3. The listicle is still king.
There’s a reason people are more likely to watch a video about “5 weird tips to losing fat fast” vs. “How to lose fat this year”
Giving a specific set of steps or items makes it digestible – easier to consume.
You’re telling them what to expect. Letting them know how long they need to stick around to get the “meat”
Putting things in lists also makes it easier to retain information.
This makes it more likely that people will stick around for the whole thing and consume your entire video.
In contrast – a “how to” video sounds like work. I gotta learn something new, and that requires energy and a specific mindset.
Not always… but MOST times… when people watch Youtube content, they’re not actually SUPPOSED to be there.
They’re SUPPOSED to be working or ticking something important off their to-do list.
But they’re using the “watch this next” rabbit holes to escape real life – even for just a moment.
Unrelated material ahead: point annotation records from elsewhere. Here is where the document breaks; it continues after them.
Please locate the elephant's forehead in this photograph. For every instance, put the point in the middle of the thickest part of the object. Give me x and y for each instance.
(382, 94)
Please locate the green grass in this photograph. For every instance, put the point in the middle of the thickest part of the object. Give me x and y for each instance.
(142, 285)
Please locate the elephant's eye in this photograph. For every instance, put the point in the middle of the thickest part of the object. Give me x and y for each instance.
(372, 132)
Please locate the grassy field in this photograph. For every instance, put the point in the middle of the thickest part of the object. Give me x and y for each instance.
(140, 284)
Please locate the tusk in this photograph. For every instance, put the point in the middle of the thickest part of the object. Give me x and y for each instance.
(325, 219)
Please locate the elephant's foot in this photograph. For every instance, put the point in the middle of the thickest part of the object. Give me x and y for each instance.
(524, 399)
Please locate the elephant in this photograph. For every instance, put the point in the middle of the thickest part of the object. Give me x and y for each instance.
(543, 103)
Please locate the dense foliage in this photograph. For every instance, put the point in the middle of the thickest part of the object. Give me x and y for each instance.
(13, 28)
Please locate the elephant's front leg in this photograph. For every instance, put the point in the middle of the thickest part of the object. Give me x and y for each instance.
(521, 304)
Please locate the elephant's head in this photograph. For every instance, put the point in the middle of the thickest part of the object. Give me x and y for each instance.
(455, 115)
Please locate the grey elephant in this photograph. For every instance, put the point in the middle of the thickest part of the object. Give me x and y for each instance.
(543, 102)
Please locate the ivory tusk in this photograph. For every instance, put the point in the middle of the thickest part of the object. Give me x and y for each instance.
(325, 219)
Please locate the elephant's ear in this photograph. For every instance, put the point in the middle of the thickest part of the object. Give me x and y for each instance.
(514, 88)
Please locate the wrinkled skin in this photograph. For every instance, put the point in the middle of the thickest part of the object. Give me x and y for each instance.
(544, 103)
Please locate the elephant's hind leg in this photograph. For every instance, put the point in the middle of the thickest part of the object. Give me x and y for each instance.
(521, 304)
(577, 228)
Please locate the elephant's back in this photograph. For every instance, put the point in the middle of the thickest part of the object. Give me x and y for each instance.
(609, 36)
So give the people what they want – easily-digestible content that doesn’t make them THINK.
Not all your videos have to be listicles (variety is important) – but don’t sleep on ’em either.
4. Stop selling. (No really)
Viral videos aren’t meant to sell your stuff.
They’re meant to capture the RIGHT person’s attention… and then let them know you have stuff to sell, and where to get it.
Subtle change. Big difference.
This is the most common mistake I see marketers make when creating native content – in all types of formats.
Direct response copywriters are especially bad at this – they’re hardwired to “always be selling.”
But that ‘aint how it works in this playground.
With this type of content, you need to be in a GIVING mindset first – providing value and entertainment as the priority.
Think of it as 90% agenda-free content… and only 10% sales pitch.
Basically – most viewers will allow you to mention your offer once or twice (subtly). They’ll even allow you to announce it’s a blatant ad IF you make it interesting and entertaining enough.
But if you try to hit them over the head with it, or don’t honor that 90/10 agreement… they’ll ditch you for the next dopamine hit.
The story. The timely and relevant hook about “The Generation Gap.” Use of humor. Universally accepted stereotypes. It’s brilliantly executed and a great example of an ad that people seek out to watch and share.
Of course, there’s lots more to learn. But if you master those 4 principles – and you’ll be ahead of most marketers slinging content on YouTube.